Many physicians are skeptical of “alternative” remedies and respond to claims made by advocates of these remedies with calls for more evidence—specifically, evidence from RCTs. This meta-analysis by Linde and Mulrow reports the results of 27 such trials comparing St. John's wort with either placebo or active treatments. It suggests that St. John's wort is more effective than placebo and is as effective as low-dose tricyclic antidepressants (TCAs) in the treatment of depression. The mechanism of action seems to be similar to that of conventional antidepressants—inhibition of reuptake of monoamines (1).

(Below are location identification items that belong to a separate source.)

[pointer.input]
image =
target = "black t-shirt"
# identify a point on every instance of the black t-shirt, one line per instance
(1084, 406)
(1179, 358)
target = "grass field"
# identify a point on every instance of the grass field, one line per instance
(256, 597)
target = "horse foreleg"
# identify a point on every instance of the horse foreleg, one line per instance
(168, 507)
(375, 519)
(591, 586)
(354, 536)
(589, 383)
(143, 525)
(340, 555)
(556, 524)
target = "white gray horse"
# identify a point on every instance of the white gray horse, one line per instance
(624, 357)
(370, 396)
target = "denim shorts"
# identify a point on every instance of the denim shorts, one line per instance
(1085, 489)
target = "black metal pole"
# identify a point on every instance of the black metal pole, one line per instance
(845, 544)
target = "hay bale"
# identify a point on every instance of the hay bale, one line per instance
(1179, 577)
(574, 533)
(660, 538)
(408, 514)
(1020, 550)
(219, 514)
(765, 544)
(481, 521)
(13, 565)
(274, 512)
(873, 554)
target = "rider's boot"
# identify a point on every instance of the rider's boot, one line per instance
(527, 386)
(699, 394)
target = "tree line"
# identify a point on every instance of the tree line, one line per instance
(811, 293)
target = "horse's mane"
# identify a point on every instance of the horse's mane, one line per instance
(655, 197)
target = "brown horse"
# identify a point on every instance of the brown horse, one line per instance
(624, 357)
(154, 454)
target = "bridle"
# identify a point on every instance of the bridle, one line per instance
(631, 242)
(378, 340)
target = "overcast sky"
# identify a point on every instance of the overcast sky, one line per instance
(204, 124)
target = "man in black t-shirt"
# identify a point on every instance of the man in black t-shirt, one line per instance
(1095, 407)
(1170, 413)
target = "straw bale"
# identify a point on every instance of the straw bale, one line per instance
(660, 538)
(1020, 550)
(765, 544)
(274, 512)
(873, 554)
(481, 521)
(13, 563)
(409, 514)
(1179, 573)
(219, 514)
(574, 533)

The authors point to the small sample sizes, brief follow-up periods, and inadequate doses of conventional antidepressants used in many (but not all) of the trials reviewed. How serious are these concerns? It is instructive to contrast the St. John's wort trials with those comparing more conventional antidepressants: TCAs and selective serotonin reuptake inhibitors (SSRIs). In a previous review (2), we found that the median sample size of TCA and SSRI trials was 64 patients. For the equivalent trials comparing St. John's wort with active treatment, the median sample size was 101. This suggests that these trials may be of higher quality than those of more conventional treatments. This point should reassure readers who may be concerned that many of the trials are published in unfamiliar German-language journals. Similarly, although low doses of TCAs were often used in the St. John's wort RCTs, 25% of trials comparing SSRIs and TCAs also used low doses. Further work suggests that the necessity of prescribing high-dose TCAs may have been exaggerated (3). Hence, although bigger and better trials would be welcome, it is unfair to condemn St. John's wort on this basis.

Although this review gives some support for St. John's wort, some questions remain unanswered. Considerable uncertainty exists about dosage—these trials had big differences in prescribed doses. Herbal remedies are often poorly regulated and tend not to receive the same postmarketing surveillance as conventional treatments. Thus, relatively little may be known about possible rare adverse effects.

Matthew Hotopf, MBBS, MSc
Institute of PsychiatryLondon, England, UK

Matthew Hotopf, MBBS, MSc
Institute of Psychiatry
London, England, UK


1. Muller WE, Rossol R. Effects of hypericum extract on the expression of serotonin receptors. J Geriatr Psychiatry Neurol. 1994;7:S63-4.

2. Hotopf M, Lewis G, Normand C. Putting trials on trial—the costs and consequences of small trials in depression: a systematic review of methodology. J Epidemiol Community Health. 1997;51:354-8.

3. Trindade E, Menon D. Selective serotonin reuptake inhibitors (SSRIs) for major depression. Part I: Evaluation of the clinical literature. Ottawa: Canadian Coordinating Office for Health Technology Assessment, 1997 Aug. Report 3E.